E poi ghiaioni, ferrate e nuovi scivoli di neve – tutti insieme – giungendo sorridenti e scodinzolanti alla Bocca di Brenta.
Al di là del passo non c’è più neve ma solo tanta nebbia che lascia appena scorgere alcune cime di fronte a noi, avvolte dal nulla.
Lasciamo trascorrere alcuni minuti per mangiare e riposarci consapevoli che, nella vita come nei viaggi, spesso bisogna saper aspettare.
Far passare il nulla, convinti dello spettacolo che ci aspetterà.
E mi rendo conto di essere felice di trovarmi qui, di fronte a me stesso, di fronte ad Ale, di fronte a Kaya e Maka. Di fronte alla costante incertezza di questo viaggio.
Di fronte a tutta questa natura che mi piomba negli occhi e poi scende  fin giù, nel profondo.
E che, come pioggia, non si può fermare.

CHAPTER IV.
Km. 130
“Come acqua, verso l’acqua.”

Guardo fuori dalla finestra mentre lampi e tuoni si sfogano a breve distanza dal rifugio.
Immagino tutta quest’acqua riempire il torrente che scorre a pochi metri da qui, immagino il suo tragitto veloce all’interno degli stretti canyon della valle; poi giù per una cascata e poi di nuovo, rapida, verso il fondo.
Tutto sommato in questo momento l’obiettivo dell’acqua non è molto diverso dal nostro: lasciarsi andare, rapida, verso il lago più vicino.
So che questa attesa forzata ci costringerà a nuove modifiche di percorso, ma so anche che l’acqua trova sempre una strada.
Ho i piedi a mollo nel Lago di Garda e l’animo leggero. Per tutto il viaggio mi sono immaginato arrivare qui e tuffarmi.
Invece mi accontento di guardare questa immensità d’acqua e ripensare a questi ultimi kilometri di “pianura” e caldo. Di paesi e borghi attraversati ricostruendo con l’immaginazione la vita di un tempo e cercando sollievo all’ombra di qualche albero solitario o in qualche fontana, prima di rientrare nel bosco.
All’ultimo passo mi sono soffermato a guardare la vallata che dà verso il lago e a pensare a quanto i luoghi conosciuti possano cambiare aspetto se raggiunti in modo diverso.
A quanti luoghi diamo per scontati lasciandoli scorrere troppo velocemente.
Credo dovremmo riappropriarci del nostro diritto alla lentezza, della nostra vita e dei luoghi in cui la viviamo.
Penso a tutto questo viaggio, a quanto sia distante casa e a quanti passi abbiamo fatto per arrivare fino a questo lago.

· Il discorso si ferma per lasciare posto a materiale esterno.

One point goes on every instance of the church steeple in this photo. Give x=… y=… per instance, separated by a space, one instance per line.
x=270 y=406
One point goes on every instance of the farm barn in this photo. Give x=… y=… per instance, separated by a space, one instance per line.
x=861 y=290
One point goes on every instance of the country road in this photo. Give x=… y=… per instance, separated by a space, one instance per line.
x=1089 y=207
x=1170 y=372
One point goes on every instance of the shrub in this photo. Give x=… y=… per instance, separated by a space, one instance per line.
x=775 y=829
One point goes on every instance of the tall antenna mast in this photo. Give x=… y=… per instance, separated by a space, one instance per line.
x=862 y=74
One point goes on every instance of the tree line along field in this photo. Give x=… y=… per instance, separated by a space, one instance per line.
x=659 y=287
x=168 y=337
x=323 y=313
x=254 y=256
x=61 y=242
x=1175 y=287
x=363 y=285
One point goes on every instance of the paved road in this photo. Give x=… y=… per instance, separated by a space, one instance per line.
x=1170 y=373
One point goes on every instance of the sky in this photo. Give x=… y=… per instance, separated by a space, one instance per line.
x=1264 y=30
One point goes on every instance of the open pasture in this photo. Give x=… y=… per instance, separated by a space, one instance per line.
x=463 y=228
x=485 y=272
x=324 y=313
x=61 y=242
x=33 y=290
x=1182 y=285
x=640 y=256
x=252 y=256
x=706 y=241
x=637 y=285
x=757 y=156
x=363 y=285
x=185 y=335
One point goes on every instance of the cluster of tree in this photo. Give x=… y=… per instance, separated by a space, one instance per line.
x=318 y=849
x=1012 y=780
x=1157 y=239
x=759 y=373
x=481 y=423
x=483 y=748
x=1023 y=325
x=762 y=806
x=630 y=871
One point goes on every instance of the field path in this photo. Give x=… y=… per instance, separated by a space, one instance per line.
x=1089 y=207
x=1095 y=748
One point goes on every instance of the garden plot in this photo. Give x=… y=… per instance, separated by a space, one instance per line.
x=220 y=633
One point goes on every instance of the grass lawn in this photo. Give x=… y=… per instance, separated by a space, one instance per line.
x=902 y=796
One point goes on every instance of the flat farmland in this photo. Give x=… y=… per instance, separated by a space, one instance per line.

Guardo Ale, Kaya e Maka, stanche e felici, e in questa felicità intravedo tutte le avventure vissute e quelle ancora da vivere, insieme.
L’ultima tappa di un bel viaggio porta sempre con se un’amara eccitazione. Quella del vedere un’idea che si concretizza pur sapendo che a breve svanirà di nuovo, per diventare ricordo.
Perché a volte parte tutto da un’idea semplice, come quella di uscire di casa e andare al lago.
E sta tutto nel coraggio di dedicarsi a questa semplice idea, proprio come semplice è perdersi nell’avventura.